Problem 7.1

First let us demonstrate that our integral form satisfies the heat equation. To do this, we need to take the second partial derivative of \(\theta\) with respect to \(x\). Since \(x\) is in the limit of the integral, we need to use Leibniz rule, which states:

\[ \frac{d}{dx} \left( \int_{a(x)}^{b(x)} f(x,\,y) \, \mathrm{d}y \right) = f(x,\, b(x)) \cdot \frac{d}{dx}b(x) - f(x,\, a(x)) \cdot \frac{d}{dx} a(x) + \int_{a(x)}^{b(x)} \frac{\partial}{\partial x} f(x,\,y) \, \mathrm{d}y \]

In our case we will only consider situations in which the integrand function is not a function of the variable, \(x\), with which we are taking the derivative, i.e., \(f(x,t) \rightarrow f(t)\) and \(\frac{d}{dx}f(x,t) = 0 \), so the rule simplifies to

\[ \frac{d}{dx} \left( \int_{a(x)}^{b(x)} f(y) \, \mathrm{d}y \right) = f(b(x)) \cdot \frac{d}{dx}b(x) - f(a(x)) \cdot \frac{d}{dx} a(x) \]

To show that our solution

\[ \theta(x) = \theta_1 + (1 - x)\, H_0 + \int_x^1 \int_0^y h(z) \: dz \, dy \]

satisfies the steady-state equation

\[ \partial_x^2 \theta + h = 0 \]

let us take the first derivative of the solution with respect to \(x\):

\[ \frac{d\theta}{dx} = - H_0 + \frac{d}{dx}\left[ \int_x^1 \int_0^y h(z) \: dz \, dy \right] \]

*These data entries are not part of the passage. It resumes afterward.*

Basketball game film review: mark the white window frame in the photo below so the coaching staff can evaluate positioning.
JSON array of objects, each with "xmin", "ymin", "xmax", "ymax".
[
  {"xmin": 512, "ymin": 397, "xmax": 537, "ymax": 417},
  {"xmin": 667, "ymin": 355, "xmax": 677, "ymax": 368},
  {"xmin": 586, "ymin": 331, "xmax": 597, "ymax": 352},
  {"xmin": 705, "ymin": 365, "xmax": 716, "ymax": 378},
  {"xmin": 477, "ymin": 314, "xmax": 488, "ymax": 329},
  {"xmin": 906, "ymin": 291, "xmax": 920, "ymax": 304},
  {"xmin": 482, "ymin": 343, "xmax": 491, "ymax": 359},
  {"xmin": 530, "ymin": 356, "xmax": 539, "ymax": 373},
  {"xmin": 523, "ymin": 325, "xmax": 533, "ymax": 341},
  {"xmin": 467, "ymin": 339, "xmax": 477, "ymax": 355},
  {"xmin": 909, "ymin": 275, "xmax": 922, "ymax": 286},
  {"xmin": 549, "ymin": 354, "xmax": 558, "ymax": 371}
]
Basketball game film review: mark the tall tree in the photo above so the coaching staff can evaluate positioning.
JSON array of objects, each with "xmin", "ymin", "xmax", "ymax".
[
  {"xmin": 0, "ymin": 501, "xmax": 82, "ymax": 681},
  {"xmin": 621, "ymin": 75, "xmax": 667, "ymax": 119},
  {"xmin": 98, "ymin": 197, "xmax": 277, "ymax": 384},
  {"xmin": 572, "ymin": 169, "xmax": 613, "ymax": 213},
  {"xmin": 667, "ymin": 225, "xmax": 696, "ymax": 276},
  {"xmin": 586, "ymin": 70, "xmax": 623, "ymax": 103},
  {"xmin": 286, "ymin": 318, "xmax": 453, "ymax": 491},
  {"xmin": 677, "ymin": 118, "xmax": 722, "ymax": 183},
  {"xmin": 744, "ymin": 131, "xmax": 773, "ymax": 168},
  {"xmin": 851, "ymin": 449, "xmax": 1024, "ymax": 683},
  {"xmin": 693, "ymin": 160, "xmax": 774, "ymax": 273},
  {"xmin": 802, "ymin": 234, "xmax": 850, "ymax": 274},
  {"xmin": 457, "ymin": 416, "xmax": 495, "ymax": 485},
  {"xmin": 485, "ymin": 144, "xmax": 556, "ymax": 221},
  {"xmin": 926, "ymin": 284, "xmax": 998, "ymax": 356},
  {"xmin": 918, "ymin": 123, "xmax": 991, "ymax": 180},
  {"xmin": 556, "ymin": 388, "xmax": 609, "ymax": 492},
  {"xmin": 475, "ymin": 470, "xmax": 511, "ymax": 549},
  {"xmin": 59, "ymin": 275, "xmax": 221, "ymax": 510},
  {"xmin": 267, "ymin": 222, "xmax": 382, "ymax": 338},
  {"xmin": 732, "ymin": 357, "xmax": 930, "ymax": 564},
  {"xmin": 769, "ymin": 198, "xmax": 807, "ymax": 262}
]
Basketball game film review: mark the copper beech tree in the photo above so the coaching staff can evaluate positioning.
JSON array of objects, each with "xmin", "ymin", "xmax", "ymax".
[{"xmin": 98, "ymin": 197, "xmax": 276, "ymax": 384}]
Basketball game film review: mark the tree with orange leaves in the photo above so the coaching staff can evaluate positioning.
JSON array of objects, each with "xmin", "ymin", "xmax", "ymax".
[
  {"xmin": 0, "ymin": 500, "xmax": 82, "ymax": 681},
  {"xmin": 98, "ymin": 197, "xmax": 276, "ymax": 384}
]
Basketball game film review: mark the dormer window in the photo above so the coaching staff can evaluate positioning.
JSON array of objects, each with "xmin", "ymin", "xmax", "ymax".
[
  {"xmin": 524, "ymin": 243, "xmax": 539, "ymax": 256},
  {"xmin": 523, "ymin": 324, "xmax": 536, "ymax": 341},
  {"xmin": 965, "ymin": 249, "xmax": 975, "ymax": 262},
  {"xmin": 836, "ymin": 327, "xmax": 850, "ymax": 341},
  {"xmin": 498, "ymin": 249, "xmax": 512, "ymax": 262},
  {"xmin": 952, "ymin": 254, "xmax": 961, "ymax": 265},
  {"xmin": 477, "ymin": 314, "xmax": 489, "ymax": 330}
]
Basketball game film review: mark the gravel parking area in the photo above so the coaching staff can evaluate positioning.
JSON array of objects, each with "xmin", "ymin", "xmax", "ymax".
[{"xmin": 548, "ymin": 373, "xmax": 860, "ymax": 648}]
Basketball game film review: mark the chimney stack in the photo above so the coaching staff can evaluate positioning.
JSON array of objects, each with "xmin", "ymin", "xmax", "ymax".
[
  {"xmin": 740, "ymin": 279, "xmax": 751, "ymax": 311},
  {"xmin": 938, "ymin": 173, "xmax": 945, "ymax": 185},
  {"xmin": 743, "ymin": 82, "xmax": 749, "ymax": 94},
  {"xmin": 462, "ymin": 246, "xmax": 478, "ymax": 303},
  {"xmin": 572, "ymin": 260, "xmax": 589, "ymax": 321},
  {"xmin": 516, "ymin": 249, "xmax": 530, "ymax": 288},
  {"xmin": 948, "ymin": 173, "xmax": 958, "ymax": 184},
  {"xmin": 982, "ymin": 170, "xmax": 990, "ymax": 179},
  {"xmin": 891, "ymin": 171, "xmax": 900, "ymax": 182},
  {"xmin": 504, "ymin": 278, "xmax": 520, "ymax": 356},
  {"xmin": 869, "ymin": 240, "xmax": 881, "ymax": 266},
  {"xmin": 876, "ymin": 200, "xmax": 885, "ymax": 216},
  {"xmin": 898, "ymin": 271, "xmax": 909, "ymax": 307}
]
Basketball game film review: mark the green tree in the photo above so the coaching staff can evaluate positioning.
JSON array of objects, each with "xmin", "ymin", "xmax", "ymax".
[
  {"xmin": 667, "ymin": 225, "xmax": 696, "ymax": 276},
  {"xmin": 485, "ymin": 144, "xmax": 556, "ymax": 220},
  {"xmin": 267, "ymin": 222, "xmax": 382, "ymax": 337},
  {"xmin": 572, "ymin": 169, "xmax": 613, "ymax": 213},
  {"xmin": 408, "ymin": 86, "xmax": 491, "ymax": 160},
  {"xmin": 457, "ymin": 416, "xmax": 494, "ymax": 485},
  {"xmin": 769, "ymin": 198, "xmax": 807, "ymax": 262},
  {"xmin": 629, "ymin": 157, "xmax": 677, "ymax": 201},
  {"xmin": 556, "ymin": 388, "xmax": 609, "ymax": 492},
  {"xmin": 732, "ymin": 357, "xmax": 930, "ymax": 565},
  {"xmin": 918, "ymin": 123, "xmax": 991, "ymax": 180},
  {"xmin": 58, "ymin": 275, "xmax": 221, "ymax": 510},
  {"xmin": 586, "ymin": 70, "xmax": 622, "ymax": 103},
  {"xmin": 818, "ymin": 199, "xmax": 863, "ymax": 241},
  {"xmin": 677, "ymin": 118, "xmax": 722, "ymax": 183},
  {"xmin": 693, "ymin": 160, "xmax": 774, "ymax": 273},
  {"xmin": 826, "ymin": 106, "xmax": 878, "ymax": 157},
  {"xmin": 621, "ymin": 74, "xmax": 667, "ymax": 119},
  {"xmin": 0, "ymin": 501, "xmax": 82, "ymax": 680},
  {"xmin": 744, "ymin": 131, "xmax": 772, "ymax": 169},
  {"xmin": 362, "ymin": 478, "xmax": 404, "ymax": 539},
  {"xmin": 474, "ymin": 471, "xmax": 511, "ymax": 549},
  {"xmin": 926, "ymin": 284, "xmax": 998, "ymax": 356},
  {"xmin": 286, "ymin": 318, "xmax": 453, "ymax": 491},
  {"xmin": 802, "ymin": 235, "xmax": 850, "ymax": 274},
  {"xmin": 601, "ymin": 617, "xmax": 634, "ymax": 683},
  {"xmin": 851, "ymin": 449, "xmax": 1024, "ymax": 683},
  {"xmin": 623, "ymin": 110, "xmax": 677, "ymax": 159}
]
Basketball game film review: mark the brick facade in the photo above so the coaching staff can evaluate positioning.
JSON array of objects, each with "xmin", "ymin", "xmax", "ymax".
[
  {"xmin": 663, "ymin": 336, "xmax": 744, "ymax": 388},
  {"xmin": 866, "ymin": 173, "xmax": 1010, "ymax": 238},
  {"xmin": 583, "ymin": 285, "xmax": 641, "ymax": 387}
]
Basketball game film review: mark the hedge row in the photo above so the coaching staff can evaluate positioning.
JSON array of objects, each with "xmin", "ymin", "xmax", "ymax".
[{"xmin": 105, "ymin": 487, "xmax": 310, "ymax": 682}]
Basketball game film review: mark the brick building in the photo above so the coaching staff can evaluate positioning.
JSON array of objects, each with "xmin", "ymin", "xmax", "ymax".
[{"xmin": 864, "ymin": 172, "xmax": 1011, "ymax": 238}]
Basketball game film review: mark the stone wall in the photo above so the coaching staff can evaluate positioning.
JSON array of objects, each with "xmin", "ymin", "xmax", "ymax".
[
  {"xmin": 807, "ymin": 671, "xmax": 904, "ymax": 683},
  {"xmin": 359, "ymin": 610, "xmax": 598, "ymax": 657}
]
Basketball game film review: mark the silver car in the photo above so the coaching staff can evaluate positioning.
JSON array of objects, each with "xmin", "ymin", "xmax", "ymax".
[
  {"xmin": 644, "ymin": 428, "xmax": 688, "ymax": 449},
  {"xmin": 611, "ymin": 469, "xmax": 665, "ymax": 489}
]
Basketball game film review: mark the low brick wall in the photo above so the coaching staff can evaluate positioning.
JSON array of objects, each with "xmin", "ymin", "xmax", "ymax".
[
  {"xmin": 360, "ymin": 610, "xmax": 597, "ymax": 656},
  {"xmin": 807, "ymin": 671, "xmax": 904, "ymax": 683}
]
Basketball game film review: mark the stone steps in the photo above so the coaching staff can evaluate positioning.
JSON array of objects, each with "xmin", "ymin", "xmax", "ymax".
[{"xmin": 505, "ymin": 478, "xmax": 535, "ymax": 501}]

Using the simplified Leibniz rule above we identify \(a(x) = x\), \(b(x) = 1\) and \(f(y) = \int_0^y h(z) \: dz \) such that the result is

\[ \frac{d\theta}{dx} = - H_0 - \int_0^x h(z) \: \mathrm{d}z \]

Employing this a second time, in this case where \(b = x\), \(a = 0\) and \(f(y) = h(z)\) we get

\[ \frac{d^2\theta}{dx^2} = - h(x) \]

Hence, we see this satisfies our steady-state equation.